He added, “This, in turn, will create a more conducive environment for advertising and promotion. The choice between traditional and digital platforms will ultimately depend on the specific category and its consumer base.”
Reforms that will make the most difference
According to Agarwal, “Eliminating tax ambiguities around bundled services, creative consultancy, and digital tools, while ensuring smoother credit utilisation, would be a game-changer. It would free up agencies’ working capital, enabling them to invest more in their people, new ideas, and technology.”
Srivastava identified three key areas where reforms could make a tangible difference: input tax credit and refunds, cross-border campaigns, and influencer marketing.

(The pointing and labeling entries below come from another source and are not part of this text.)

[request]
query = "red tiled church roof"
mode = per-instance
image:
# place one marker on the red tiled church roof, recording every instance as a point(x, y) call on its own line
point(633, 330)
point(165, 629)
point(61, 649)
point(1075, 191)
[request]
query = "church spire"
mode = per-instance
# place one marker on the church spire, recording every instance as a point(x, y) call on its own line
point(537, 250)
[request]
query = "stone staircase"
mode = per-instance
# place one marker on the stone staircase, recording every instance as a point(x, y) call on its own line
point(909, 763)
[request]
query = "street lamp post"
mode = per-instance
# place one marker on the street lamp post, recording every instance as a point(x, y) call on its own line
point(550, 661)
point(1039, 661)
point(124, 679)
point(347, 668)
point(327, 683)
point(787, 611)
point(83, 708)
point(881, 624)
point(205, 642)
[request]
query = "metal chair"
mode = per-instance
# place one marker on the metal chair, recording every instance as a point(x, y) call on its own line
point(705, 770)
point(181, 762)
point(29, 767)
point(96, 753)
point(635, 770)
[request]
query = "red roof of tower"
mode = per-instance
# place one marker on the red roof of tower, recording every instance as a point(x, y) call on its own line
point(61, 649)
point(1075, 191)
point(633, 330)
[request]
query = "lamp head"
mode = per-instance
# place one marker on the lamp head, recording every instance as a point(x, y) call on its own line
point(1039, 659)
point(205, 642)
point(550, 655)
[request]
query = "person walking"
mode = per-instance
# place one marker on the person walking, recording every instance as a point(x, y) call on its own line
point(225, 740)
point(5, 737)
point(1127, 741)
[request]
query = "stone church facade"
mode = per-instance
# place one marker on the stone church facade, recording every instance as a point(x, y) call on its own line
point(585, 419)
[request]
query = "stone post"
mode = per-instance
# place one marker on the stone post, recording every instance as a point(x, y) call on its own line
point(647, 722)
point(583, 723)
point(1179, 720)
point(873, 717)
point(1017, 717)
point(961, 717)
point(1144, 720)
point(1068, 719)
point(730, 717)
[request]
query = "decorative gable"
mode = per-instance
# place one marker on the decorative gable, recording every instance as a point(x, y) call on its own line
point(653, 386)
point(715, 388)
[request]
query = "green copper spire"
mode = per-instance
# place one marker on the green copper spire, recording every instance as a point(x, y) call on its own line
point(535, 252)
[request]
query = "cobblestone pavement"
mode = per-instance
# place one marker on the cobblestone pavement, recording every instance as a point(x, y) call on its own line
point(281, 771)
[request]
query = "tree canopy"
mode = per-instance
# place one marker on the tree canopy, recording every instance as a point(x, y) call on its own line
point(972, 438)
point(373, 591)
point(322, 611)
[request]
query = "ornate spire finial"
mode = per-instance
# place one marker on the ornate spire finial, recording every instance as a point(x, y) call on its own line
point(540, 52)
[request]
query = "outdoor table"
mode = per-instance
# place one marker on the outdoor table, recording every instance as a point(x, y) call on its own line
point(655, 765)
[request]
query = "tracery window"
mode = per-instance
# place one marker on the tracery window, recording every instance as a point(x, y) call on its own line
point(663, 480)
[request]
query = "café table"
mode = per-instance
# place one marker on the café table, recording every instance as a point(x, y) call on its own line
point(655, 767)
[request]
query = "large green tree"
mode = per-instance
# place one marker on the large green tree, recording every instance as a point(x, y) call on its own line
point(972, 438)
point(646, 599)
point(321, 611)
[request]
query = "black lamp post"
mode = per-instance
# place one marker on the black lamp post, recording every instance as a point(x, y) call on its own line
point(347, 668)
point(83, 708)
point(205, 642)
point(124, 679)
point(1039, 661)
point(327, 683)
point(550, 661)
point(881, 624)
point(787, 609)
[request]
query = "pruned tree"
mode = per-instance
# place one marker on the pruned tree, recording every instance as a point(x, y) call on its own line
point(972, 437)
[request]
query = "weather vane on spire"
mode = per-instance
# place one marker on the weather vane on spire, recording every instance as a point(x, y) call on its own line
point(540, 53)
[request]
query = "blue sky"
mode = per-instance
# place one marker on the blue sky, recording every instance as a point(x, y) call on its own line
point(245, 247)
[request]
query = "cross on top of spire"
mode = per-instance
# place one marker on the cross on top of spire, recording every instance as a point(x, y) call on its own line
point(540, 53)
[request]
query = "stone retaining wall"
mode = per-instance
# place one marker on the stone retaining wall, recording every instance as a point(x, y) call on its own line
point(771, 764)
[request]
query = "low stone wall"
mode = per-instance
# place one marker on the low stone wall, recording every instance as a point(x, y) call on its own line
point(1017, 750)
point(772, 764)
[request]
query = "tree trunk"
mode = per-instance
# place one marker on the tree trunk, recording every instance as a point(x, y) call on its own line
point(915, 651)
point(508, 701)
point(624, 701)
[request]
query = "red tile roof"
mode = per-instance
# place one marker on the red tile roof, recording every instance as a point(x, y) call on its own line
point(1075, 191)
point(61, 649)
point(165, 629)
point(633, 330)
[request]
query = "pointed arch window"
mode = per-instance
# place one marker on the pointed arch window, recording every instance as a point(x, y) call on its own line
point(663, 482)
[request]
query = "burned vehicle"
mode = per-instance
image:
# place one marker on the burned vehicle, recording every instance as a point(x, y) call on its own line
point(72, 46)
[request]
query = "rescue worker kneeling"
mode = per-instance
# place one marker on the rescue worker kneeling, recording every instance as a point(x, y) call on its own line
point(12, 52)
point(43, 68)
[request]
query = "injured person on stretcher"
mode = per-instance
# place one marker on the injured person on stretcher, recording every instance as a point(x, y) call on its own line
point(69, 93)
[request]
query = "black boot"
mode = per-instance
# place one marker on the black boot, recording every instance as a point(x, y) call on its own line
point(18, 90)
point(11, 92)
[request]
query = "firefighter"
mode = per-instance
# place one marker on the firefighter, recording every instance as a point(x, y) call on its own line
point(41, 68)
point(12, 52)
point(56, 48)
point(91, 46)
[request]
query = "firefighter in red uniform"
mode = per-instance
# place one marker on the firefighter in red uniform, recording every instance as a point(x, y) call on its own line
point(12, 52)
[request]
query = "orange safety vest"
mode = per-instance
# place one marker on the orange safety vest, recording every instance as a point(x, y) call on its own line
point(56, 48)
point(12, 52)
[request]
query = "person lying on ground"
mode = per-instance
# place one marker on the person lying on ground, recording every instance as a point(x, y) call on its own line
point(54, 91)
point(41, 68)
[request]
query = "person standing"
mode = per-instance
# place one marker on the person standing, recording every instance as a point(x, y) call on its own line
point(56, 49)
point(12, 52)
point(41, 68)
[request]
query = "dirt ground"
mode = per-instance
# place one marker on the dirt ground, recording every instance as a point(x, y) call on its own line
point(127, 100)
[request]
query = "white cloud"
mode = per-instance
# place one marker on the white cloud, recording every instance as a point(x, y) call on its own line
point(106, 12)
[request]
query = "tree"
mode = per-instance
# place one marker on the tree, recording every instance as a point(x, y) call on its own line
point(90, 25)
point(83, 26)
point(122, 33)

“Delays and disputes tie up working capital. Faster, more predictable processing would ease pressure for agencies and brands. Standardising documentation for international digital spends would reduce friction, especially for SMEs. And clear rules on non-cash consideration in influencer marketing would bring clarity to a fast-growing segment,” he explained.
The long-term effect
Looking ahead, leaders agree that a simpler and more predictable GST structure will strengthen India’s advertising and marketing ecosystem. Agarwal believes such reforms will make the industry globally aligned.
“This would boost growth and encourage both domestic and international brands to invest more freely in India. Ultimately, it’s about creating an environment where creativity can flourish without being held back by complicated compliance rules,” she said
Srivastava said the long-term impact will be greater efficiency and competitiveness. “A more predictable GST regime will allow the sector to focus less on compliance and more on innovation. If tax reforms make liquidity easier and compliance simpler, brands can reinvest in content, creativity, and technology,” he said.
Goyal added that by benefiting consumption-driven sectors through rate rationalisation, the reforms will indirectly expand the scope for advertising across both traditional and digital channels.